The Supreme Court dismissed the complaint in its entirety.
Finding No "Actual Injury", Appellate Court Affirms Dismissal
On appeal, the Appellate Division affirmed, holding for Chase on all claims. Although finding that the complaint adequately alleged deception under New York's consumer protection laws, the court concluded that neither being offered products and services which the plaintiffs were free to decline nor receiving unwanted telephone solicitations or junk mail qualifies as actionable consumer injury. Id. at 102.
The appellate court next held that the commissions Chase earned on the purchases made by class members did not support a claim for unjust enrichment. The court reasoned that those plaintiffs that elected to make purchases actually benefited from Chase's sale of the customer data; those that did not make purchases did not generate any commissions for Chase. Thus, Chase was not unjustly enriched. Id. at 103.
The court also affirmed dismissal of the breach of contract count, reasoning that no pecuniary damages were alleged and emotional distress damages arising from unsolicited telephone calls do not give rise to a claim for breach of contract. Id. Finally, the court rejected the civil rights claim, stating that such laws were never intended to address the wrongs complained of by the plaintiffs.
Notwithstanding Smith, Numerous Information-Sharing Regulations Limit Disclosures By Financial Institutions
Although the Smith case imposes some limits on private rights of action, financial institutions must, of course, remain vigilant about complying with increased government regulation of information-sharing practices.
In particular, Congress, in 1999, restricted the sharing of nonpublic personal information through Title V of the Gramm-Leach-Bliley Financial Modernization Act (GLBA). Among other things, banking regulators, pursuant to GLBA, now require banks:
- to inventory the institution's information collection and disclosure practices;
- to ensure that consumers can opt-out of otherwise permitted disclosures;
- to deliver privacy notices in a manner that increases the likelihood of customer review;
- to take steps to ensure that permitted disclosures are not used by third parties for unintended purposes;
- to implement employee training programs; and
- to set target dates for all features of the compliance program.
Bank examiners will assess the reliability of a bank's compliance management system as part of the examination process. Banks may also be subject to more stringent privacy protections enacted by state legislatures.

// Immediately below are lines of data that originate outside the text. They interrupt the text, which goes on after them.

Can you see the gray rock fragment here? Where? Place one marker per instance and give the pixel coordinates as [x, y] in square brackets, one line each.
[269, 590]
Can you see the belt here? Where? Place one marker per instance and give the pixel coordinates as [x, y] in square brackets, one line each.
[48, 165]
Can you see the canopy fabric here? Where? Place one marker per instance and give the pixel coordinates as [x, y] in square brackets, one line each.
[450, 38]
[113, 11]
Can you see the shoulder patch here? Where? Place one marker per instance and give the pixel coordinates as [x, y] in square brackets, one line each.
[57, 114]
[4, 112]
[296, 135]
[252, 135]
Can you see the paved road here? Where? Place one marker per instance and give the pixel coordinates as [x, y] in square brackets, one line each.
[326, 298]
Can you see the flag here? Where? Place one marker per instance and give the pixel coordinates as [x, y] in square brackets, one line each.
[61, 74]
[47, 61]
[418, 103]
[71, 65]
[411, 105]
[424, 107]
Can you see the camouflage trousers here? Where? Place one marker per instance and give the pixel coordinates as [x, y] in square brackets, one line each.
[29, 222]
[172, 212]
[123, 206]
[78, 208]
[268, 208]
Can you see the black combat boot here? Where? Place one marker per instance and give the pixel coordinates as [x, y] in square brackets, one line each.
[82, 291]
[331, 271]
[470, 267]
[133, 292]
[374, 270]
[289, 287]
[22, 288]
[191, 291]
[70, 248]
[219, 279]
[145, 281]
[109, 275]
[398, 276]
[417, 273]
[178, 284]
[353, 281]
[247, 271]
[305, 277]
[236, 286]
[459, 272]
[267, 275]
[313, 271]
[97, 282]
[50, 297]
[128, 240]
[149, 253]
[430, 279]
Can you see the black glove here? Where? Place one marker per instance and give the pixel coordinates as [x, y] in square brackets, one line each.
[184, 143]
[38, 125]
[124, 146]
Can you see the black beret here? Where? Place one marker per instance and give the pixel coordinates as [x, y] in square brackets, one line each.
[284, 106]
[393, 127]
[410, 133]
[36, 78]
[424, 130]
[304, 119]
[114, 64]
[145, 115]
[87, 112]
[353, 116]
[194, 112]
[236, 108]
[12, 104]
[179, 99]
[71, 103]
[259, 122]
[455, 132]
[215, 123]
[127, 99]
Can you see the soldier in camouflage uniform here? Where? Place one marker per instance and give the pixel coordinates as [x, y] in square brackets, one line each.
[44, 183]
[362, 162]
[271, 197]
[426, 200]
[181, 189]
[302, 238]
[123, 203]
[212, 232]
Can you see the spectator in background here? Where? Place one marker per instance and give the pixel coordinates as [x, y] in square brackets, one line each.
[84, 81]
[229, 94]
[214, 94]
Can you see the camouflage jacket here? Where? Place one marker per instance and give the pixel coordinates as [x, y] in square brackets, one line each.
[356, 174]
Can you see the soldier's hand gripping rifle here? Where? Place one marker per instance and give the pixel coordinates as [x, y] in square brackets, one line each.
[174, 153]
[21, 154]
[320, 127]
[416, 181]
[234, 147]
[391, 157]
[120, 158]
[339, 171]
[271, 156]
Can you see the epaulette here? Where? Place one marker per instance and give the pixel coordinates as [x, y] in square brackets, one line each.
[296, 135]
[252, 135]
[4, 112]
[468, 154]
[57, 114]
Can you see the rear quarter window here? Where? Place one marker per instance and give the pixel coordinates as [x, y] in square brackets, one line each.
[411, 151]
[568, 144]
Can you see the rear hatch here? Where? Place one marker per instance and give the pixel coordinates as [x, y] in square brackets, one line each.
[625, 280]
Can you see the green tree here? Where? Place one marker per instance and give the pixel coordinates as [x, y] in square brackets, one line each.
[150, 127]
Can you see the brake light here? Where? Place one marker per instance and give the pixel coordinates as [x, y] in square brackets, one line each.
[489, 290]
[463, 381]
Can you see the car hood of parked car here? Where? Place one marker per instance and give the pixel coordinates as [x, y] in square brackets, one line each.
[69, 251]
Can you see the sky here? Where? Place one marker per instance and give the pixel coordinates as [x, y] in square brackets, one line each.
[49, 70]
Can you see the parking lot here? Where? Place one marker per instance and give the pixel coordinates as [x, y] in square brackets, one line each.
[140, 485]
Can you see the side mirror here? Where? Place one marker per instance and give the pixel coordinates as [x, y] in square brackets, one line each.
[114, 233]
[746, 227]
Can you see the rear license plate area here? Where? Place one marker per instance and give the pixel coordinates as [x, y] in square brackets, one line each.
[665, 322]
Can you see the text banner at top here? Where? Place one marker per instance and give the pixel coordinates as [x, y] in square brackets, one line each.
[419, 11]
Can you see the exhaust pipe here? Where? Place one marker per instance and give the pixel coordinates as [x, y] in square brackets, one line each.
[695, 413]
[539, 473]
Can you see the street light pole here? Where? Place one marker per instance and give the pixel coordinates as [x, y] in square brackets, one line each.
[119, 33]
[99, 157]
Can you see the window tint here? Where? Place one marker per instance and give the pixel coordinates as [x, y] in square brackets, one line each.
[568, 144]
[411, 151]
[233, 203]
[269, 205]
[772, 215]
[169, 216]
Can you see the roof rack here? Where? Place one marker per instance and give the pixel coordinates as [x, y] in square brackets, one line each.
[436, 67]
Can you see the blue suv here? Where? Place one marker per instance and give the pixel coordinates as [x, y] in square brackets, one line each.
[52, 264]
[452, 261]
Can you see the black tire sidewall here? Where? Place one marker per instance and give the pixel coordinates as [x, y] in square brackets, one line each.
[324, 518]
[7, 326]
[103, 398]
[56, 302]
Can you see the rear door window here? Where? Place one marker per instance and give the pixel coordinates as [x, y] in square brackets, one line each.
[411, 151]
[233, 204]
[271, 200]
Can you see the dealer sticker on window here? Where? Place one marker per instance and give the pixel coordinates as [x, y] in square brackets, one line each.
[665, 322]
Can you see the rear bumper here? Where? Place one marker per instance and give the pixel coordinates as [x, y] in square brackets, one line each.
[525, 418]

Insurance companies are also subject to the GLBA and can face state privacy laws and regulations – many based on a 1980 model law adopted by the National Association of Insurance Commissioners -- that exceed the protections afforded by the GLBA. Some states have announced that insurance company privacy practices will become part of on-site examinations conducted by insurance authorities.
Smith Does Not Extinguish All Private Causes Of Actions For Sharing Confidential Information
The Smith case leaves the door open for financial institutions to face similar private suits in the future for at least two reasons: First, the court did not limit "actual injury" to pecuniary harm. Thus, future plaintiffs are free to plead that non-pecuniary harm constitutes actual injury, provided the non-pecuniary harm is something more than an unwanted solicitation. Second, Smith implies that a financial institution may be liable for unjust enrichment if it receives fees for selling information related to customers that do not, when solicited, purchase the product or service.
Thus, while Chase prevailed in the Smith case, the issues left unresolved by the dispute highlight the importance of privacy compliance programs for financial institutions. Further, given increasing oversight and enforcement actions by federal and state regulators, financial institutions and insurance companies would be well-advised to review their information-sharing practices to ensure compliance with existing requirements.